Serán cerca de 2.000 personas, llegadas de veintiséis países de la UE -todos menos Malta-, y su envío se aprobó ayer por un curioso método: el silencio positivo de los Gobiernos comunitarios, que tenían hasta las 24.00 horas de ayer para, en su caso, oponerse al envío de la misión. Nadie lo hizo, y solo Chipre echó mano de un recoveco de las normas de voto de la Unión, el de la abstención constructiva, que permite a un país no apoyar una decisión para la que se requiere unanimidad sin por ello bloquear la iniciativa.
La idea de la UE es que la Eulex Kosovo, como se ha bautizado al contingente y que contará con la ayuda sobre el terreno de 1.100 kosovares y un presupuesto de 205 millones de euros para los primeros dieciocho meses, sustituya dentro de tres meses al contingente de las Naciones Unidas, que hasta ahora se ha encargado de tutelar la vida administrativa del territorio.

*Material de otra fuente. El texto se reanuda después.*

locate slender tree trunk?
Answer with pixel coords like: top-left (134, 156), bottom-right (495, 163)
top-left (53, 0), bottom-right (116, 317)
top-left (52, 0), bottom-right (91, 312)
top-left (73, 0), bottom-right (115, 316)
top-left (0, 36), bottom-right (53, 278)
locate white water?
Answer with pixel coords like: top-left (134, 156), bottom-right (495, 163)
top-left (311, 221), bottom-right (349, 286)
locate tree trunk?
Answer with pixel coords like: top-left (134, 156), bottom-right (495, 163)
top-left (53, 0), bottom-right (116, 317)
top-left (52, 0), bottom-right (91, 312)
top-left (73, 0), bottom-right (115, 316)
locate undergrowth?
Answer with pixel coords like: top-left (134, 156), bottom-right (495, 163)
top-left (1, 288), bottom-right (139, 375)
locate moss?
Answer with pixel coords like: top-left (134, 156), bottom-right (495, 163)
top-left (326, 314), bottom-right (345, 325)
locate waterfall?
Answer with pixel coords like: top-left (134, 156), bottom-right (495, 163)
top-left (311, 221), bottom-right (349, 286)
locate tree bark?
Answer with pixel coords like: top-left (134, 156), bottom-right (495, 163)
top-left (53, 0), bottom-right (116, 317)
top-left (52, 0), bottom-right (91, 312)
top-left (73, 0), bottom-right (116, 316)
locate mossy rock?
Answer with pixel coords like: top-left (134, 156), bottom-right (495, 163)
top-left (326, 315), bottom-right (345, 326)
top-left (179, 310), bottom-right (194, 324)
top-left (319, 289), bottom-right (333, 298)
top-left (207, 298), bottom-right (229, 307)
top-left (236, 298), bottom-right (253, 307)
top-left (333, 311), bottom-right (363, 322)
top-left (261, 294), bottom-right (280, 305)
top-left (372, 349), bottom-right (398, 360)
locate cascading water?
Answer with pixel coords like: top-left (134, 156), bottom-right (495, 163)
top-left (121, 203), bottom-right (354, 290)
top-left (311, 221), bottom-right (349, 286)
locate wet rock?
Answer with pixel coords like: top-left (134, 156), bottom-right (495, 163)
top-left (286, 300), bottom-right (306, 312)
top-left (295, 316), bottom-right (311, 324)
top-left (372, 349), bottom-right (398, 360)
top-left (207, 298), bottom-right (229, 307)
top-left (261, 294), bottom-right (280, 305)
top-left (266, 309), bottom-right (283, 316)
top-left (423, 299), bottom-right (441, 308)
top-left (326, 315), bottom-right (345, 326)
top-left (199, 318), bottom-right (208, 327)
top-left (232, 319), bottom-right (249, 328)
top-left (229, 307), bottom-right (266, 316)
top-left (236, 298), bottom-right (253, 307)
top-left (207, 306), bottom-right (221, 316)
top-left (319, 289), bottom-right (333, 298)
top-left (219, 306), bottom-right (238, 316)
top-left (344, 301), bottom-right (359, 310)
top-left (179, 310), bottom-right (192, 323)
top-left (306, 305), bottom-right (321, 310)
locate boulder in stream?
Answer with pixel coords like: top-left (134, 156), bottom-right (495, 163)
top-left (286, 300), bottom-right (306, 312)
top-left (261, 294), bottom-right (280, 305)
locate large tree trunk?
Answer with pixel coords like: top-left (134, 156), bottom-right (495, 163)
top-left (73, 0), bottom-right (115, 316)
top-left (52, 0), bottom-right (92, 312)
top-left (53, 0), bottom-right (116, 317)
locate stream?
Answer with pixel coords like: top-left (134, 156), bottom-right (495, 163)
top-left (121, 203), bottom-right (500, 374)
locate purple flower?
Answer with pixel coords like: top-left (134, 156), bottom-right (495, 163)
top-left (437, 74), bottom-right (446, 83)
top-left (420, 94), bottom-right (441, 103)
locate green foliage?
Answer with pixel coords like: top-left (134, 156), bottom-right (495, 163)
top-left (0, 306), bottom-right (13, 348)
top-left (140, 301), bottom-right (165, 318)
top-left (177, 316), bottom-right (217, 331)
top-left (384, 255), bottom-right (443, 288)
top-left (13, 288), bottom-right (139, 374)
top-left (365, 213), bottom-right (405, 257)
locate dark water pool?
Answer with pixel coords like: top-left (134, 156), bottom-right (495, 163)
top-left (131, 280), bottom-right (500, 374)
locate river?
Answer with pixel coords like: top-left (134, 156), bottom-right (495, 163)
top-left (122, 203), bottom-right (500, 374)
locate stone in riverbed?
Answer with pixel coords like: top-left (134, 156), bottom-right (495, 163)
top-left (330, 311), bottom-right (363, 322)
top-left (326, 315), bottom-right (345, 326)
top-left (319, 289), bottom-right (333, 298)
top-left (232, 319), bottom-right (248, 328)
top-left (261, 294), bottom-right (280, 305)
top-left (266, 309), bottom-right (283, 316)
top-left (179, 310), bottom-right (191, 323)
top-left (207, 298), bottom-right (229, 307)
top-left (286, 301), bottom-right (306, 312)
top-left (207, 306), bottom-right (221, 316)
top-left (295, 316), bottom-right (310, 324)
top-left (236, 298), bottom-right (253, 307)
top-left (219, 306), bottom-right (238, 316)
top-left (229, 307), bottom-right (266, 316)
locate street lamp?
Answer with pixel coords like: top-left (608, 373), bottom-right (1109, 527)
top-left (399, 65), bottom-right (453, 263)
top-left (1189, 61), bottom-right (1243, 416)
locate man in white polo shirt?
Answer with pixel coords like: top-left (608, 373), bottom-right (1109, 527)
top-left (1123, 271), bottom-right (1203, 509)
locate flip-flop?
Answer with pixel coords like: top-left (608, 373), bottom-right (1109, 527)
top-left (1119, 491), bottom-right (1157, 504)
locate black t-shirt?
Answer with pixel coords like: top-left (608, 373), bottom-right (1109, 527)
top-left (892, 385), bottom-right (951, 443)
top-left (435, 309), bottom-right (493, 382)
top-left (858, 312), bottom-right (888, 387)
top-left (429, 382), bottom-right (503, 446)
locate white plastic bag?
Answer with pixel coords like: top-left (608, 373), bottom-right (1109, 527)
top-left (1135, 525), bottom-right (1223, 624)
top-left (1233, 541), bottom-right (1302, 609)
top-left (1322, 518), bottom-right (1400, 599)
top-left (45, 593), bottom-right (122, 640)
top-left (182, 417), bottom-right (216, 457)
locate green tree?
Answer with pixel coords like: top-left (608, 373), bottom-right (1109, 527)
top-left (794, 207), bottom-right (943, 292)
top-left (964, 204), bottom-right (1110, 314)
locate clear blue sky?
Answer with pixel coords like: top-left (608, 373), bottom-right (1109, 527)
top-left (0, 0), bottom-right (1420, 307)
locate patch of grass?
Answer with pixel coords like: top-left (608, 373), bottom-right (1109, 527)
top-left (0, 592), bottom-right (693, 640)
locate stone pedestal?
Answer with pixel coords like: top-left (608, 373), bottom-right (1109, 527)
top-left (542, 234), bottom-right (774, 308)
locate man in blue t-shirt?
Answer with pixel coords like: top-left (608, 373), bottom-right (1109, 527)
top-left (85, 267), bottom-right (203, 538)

Ese grupo cuenta con la colaboración de una quincena de policías, guardias civiles y observadores españoles, que se suman a otros 637 militares que participan en las tareas de control que desarrolla la OTAN en la provincia kosovar.
El objetivo de la misión de la UE es mantener la protección de las minorías, contribuir a la lucha contra el crimen organizado y poner coto a los elevados niveles de corrupción que padece la débil estructura administrativa del territorio.
Esa tarea se complicará proporcionalmente a la reacción de Serbia a la declaración de independencia que el Parlamento kosovar prevé promulgar hoy. La base jurídica sobre la que la UE ha creado su misión es la resolución 1.244 del Consejo de Seguridad de la ONU, que habla de una provincia autónoma de Serbia sin referirse en ningún momento a la posibilidad de que pueda convertirse en Estado independiente.